Are you aware that out of every 10 of your patients, three may not be taking their medications as prescribed and one of those may require hospitalization as a result?
To assist you, we are excited to offer you our RxEffect Medication Adherence Program for your Medicare Advantage patients. The program features the ability to promote 90-day Rx use, statin use for patients with diabetes and several other features.
A 2019 study shows that providers using RxEffect have a 3.5 times greater adherence rate in their patient population than those providers that do not use the program.
With RxEffect you are able to:
- Easily track patients at risk of becoming non-adherent
- Earn up to $150 in incentives per member
- Improve Medicare STARS scores
Contact your Buckeye Provider Relations Representative for more information!
As part of the initiative to combat the opioid epidemic, Buckeye Health Plan has adopted a Drug Management Program (DMP) for beneficiaries at-risk for misuse or abuse of frequently abused medications.
Background:
Section 704 of the Comprehensive Addiction and Recovery Act (CARA) of 2016 included provisions permitting Part D sponsors to establish Drug Management Programs (DMPs) for beneficiaries at-risk for misuse or abuse of frequently abused drugs (FADs).

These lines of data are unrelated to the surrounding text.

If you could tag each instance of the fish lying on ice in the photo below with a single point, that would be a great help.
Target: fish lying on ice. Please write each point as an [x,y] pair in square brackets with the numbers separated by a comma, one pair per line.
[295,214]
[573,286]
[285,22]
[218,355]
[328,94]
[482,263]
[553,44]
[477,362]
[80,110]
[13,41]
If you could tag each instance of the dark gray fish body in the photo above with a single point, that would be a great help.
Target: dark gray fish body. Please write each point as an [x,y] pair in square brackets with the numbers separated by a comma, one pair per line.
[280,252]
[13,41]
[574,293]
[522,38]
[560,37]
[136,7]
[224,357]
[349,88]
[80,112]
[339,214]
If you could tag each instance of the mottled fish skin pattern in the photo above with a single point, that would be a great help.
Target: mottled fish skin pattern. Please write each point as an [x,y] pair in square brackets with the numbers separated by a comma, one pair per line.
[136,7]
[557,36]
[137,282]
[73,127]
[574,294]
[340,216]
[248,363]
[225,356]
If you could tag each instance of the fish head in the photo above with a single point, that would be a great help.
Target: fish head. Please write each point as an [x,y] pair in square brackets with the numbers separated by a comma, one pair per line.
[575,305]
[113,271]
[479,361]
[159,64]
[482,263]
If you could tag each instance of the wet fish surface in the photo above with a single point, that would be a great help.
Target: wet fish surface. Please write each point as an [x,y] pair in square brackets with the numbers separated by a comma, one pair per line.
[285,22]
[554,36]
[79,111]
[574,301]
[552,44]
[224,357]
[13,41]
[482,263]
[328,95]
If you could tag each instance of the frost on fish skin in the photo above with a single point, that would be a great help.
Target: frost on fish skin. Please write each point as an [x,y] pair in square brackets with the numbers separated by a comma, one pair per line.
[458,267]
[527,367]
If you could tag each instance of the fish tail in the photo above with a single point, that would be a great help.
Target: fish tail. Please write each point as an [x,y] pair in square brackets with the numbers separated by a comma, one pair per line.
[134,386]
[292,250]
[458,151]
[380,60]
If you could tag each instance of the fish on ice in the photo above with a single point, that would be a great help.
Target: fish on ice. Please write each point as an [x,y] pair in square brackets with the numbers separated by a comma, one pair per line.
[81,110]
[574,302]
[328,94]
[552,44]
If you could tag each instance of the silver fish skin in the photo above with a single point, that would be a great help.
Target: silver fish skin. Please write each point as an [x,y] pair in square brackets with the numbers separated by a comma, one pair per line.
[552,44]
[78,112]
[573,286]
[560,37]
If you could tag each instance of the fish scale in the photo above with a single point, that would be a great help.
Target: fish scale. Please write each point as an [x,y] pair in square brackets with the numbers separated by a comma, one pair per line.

CMS published a final rule (CMS-4182-F) on April 16, 2018 (“final rule”) that established the framework under which Part D plan sponsors may establish a DMP. This rule codified the many aspects of the retrospective Part D Opioid Drug Utilization Review (DUR) Policy and Overutilization Monitoring System (OMS), with adjustments as needed to comply with CARA, by integrating them into the DMP provisions at 42 CFR § 423.153(f).
Starting in January 2019, sponsors that adopted a DMP must engage in the case management of each Potential At-Risk Beneficiary (PARB) reported through OMS and provide information related to their review within 30 days. In addition, sponsors must also report through OMS any sponsor-identified PARBs, and any newly enrolled PARBs or At-Risk Beneficiaries (ARBs) for which a sponsor received a transaction reply code (TRC) of ‘376’ (New Enrollee CARA Status Notification) from the daily transaction reply report (DTRR).

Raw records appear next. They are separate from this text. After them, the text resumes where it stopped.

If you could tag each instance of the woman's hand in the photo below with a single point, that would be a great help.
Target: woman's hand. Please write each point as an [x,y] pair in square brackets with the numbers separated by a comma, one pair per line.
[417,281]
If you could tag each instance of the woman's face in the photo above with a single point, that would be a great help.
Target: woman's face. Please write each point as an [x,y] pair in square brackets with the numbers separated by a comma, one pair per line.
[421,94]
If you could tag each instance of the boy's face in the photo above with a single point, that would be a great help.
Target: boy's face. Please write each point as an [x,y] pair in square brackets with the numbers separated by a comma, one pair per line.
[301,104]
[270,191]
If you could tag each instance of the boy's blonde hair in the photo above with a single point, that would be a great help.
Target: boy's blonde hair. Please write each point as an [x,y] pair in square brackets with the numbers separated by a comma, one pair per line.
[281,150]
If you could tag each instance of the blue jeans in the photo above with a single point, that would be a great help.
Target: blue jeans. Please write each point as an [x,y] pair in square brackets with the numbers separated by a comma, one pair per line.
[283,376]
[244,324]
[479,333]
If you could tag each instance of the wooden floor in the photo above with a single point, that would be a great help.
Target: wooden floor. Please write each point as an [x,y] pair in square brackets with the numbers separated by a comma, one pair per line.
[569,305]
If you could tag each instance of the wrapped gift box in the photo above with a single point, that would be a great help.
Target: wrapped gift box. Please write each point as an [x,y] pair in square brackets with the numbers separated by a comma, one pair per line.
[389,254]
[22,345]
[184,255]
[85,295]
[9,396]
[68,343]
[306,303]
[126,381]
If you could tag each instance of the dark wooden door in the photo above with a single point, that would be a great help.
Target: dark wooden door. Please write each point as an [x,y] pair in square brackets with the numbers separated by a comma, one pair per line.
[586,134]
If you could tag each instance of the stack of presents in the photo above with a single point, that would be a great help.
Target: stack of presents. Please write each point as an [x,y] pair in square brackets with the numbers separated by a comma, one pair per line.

See additional DMP guidance on the CMS Part D Overutilization website.
CMS policies also include drug management programs to encourage care coordination and safe use of opioids as required by the Comprehensive Addiction and Recovery Act of 2016. Starting in 2019, for patients who could potentially abuse or misuse prescription drugs - including opioids and benzodiazepines - a Medicare drug plan will contact prescribers through case management to review patients’ total utilization pattern of frequently abused drugs and discuss the following :
1. Use of opioids with an average daily morphine milligram equivalent (MME) equal to or exceeding 90 mg for any duration during the most recent 6 months and either: 3 or more opioid prescribers and 3 or more opioid dispensing pharmacies OR 5 or more opioid prescribers, regardless of the number of opioid dispensing pharmacies. These cases are identified through OMS or by sponsors.
2. Use of opioids (regardless of average daily MME) during the most recent 6 months with 7 or more opioid prescribers OR 7 or more opioid dispensing pharmacies. These cases are identified by sponsors.